Her face clouded. “Ah. Before. Well, my mom was a junkie. And the men she took up with were all dealers.”
“Jesus,” he muttered.
“I got used as a sentry,” she said. “Deliveries, sometimes, too.”
“No fucking shit!” He was aghast. “How old were you?”
She shrugged. “Eight, nine. Red pigtails, freckles, ruffles. Who would suspect what was in my Winnie the Pooh knapsack? I liked it, at the time. It made me feel important, grown up. Useful.”
“Used,” he corrected, harshly. “Anything could have happened to you! A little kid, for drug deliveries? That’s fucking insane!”
She made a dismissive gesture. “Duh. But anyway, the shit came down. There was a shoot-out. My mom’s boyfriend, Randy, got killed in the bust. And my mom went to prison.”
He winced. “Tell me you weren’t there when it happened.”
“I wasn’t,” she assured him. “I was at school. And I didn’t cry for Randy. He was a real zero. I have him to thank for this.” She held up her wrist, with its barbed-wire tattoo. “This was his idea of a joke.”
He stared at the fuzzy, faded tattoo, anger simmering inside him. “All I can say is, the list of people whom I want to dismember and grind into the dirt on your behalf is growing,” he said.

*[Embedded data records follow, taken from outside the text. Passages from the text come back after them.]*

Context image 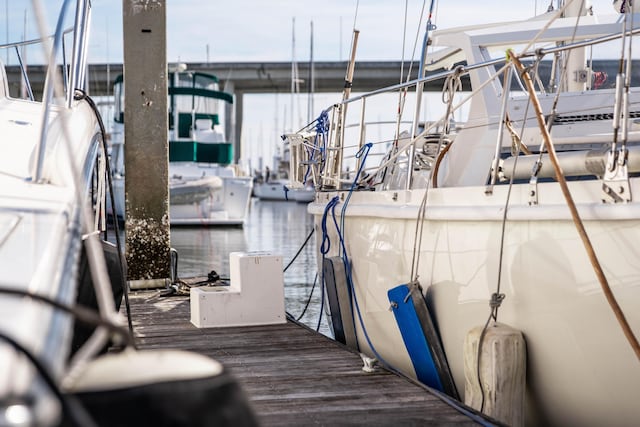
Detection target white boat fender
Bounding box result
[463,322,526,427]
[387,281,458,399]
[65,350,258,427]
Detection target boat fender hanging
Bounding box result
[387,282,458,399]
[322,256,358,350]
[463,322,526,427]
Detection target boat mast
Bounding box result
[406,0,435,190]
[558,0,589,92]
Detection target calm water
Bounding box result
[171,198,330,335]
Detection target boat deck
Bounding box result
[123,291,493,426]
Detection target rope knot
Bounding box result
[489,292,505,310]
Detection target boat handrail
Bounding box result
[338,28,640,108]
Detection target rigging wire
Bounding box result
[509,50,640,360]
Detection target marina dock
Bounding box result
[123,291,495,426]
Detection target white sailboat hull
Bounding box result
[309,178,640,426]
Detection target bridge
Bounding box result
[6,60,628,159]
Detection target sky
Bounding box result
[0,0,628,168]
[0,0,613,63]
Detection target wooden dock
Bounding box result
[123,291,495,426]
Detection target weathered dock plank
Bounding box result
[125,291,496,426]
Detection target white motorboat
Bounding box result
[286,0,640,426]
[253,178,294,201]
[0,1,123,426]
[111,68,253,225]
[0,0,256,427]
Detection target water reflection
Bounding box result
[171,198,330,335]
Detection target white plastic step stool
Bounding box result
[190,252,286,328]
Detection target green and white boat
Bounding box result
[111,67,253,225]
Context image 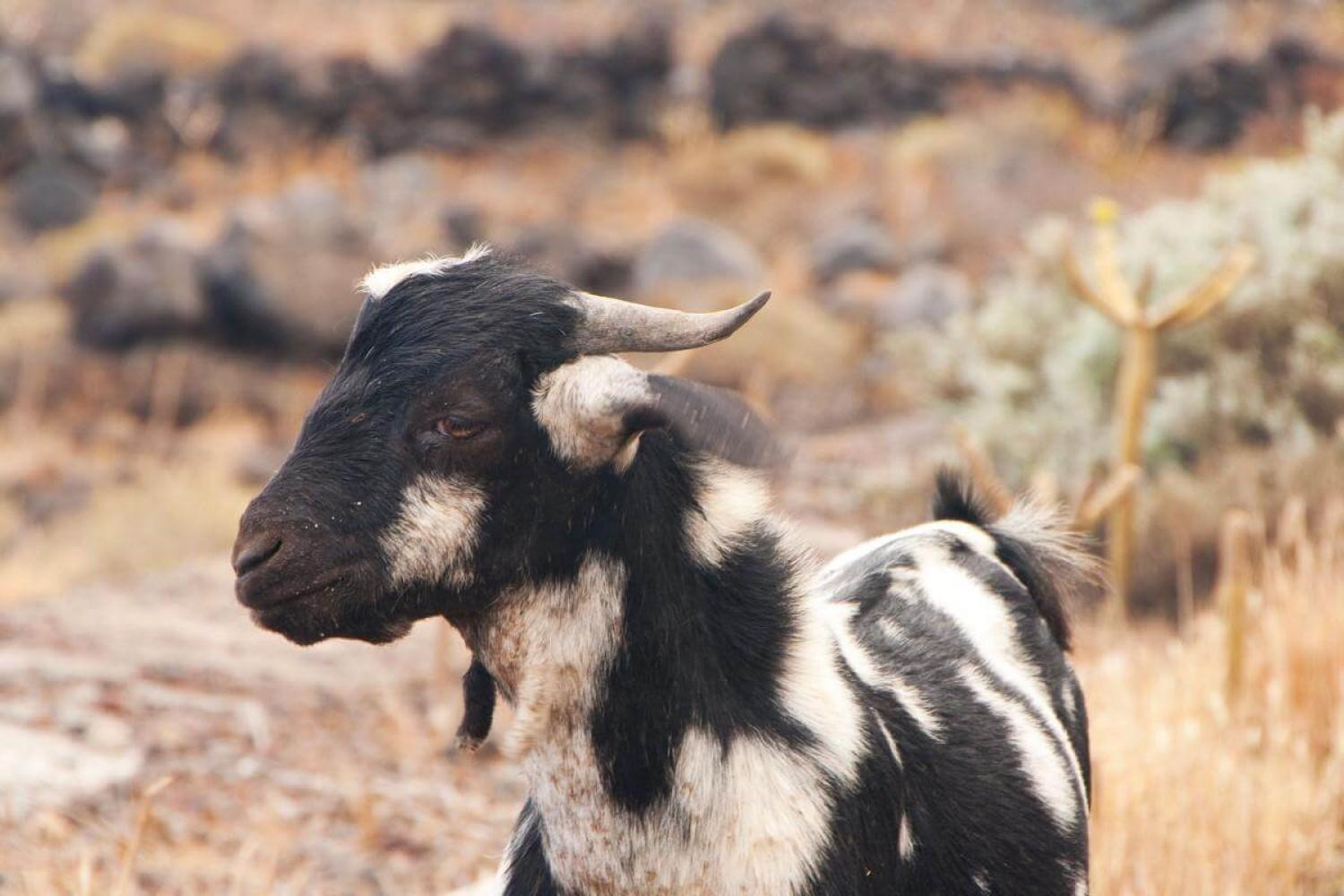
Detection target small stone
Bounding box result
[633,218,765,298]
[873,263,975,329]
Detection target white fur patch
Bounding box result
[780,532,863,783]
[1059,680,1078,724]
[685,461,771,567]
[532,355,655,470]
[874,713,906,769]
[359,243,491,298]
[959,662,1080,831]
[475,554,625,758]
[916,541,1086,812]
[897,813,916,861]
[379,476,486,586]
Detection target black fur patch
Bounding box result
[504,801,561,896]
[591,433,811,813]
[933,469,994,528]
[456,657,495,750]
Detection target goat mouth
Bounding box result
[236,573,347,612]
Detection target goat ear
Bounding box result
[650,374,787,470]
[532,355,671,471]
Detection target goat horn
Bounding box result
[570,293,771,355]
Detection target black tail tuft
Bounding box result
[933,470,1099,650]
[933,468,994,528]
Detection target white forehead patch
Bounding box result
[532,355,655,470]
[359,243,491,298]
[379,476,486,586]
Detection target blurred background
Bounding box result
[0,0,1344,893]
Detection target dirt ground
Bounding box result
[0,503,1344,895]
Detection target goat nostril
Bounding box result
[234,533,284,575]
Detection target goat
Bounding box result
[233,250,1090,896]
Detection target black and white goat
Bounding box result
[234,251,1089,896]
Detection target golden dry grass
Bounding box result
[1078,500,1344,896]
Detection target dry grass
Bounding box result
[0,480,1344,896]
[1080,500,1344,895]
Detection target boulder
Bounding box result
[10,157,99,231]
[812,218,900,283]
[873,263,975,329]
[204,180,378,358]
[633,218,765,310]
[64,220,206,348]
[710,16,948,127]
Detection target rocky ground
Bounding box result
[0,559,521,893]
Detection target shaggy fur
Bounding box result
[236,254,1090,896]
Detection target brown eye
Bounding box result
[435,417,486,442]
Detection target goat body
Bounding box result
[234,250,1089,896]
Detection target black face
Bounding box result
[234,258,583,643]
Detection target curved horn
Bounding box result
[570,293,771,355]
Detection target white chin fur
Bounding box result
[379,476,486,586]
[532,355,653,471]
[359,243,491,298]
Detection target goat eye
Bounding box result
[435,417,486,442]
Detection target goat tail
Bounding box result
[933,469,1102,650]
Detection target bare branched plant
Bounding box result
[1064,200,1255,616]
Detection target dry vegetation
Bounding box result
[0,437,1344,896]
[0,0,1344,896]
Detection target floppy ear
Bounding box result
[532,355,784,471]
[532,355,671,471]
[650,374,785,470]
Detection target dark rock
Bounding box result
[0,48,38,177]
[10,159,99,231]
[1053,0,1201,28]
[873,264,975,329]
[710,17,946,127]
[633,218,765,296]
[567,250,634,297]
[204,180,378,356]
[438,202,486,247]
[812,219,900,283]
[64,221,206,348]
[1128,38,1320,151]
[409,25,527,133]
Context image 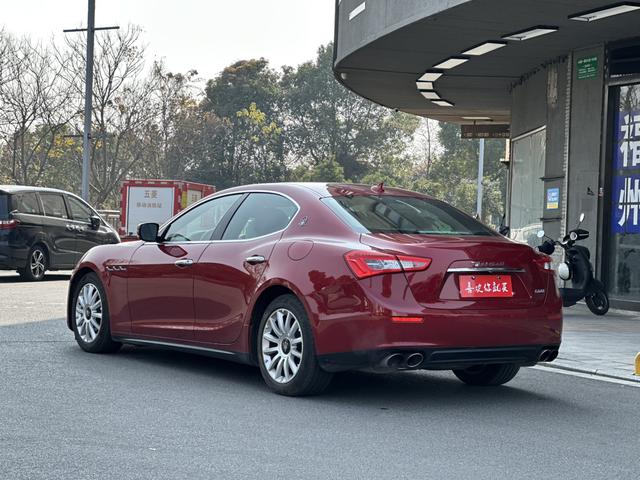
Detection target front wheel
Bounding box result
[72,273,122,353]
[453,363,520,386]
[256,295,332,396]
[584,289,609,315]
[18,245,48,282]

“Thank you, but it’s ancient history. So, how did the bust shake out for you? Did you end up with Child Protective Services, too?”
He shook his head. “No. I just took off.”
Her eyes widened. “Alone? At fourteen? How did you live?”
He hesitated for a moment before replying. “Barely,” he said. “So what about your mom? Is she out of prison?”
Vivi shook her head. “No,” she said. “She OD’d in prison. About eight months after she went inside.”
He flinched, sucker punched. That was what he got for trying to distract her from his own story. “I’m sorry,” he said, helplessly.
She gazed intently into her coffee mug. “It was a long time ago,” she said. “And I was as lucky with my second family as I was unlucky with my first. So I’m okay. You can relax, Jack.”
They listened to the wind in the trees outside. He reached out until he touched the flower tattooed on her chest. “That perfect combination of toughness and a good attitude,” he said quietly.
She blushed. “You’re doing it again, Jack. Saying all the right things.”
“Is it working? You want to grab me again?”
Her devastating secret smile turned dazzling. She got up, came around the table, sat down on his lap, and hugged him.
His arms encircled her. He was speechless. His dick was stone hard against the pressure of her ass, but it wasn’t just that. He just couldn’t believe she was there, draping herself over him, holding him. She was so beautiful, so special, so shining. Like a unicorn, laying its head in his lap, and him breathless with the wonder of it. And so turned on, he could barely suck in a lungful of air.
She gasped as he stood up and swept her into his arms, heading up the stairs. “Jack! What the hell do you think you’re doing?”
“Being masterful,” he said. “Stop giggling. Get into the vibe.”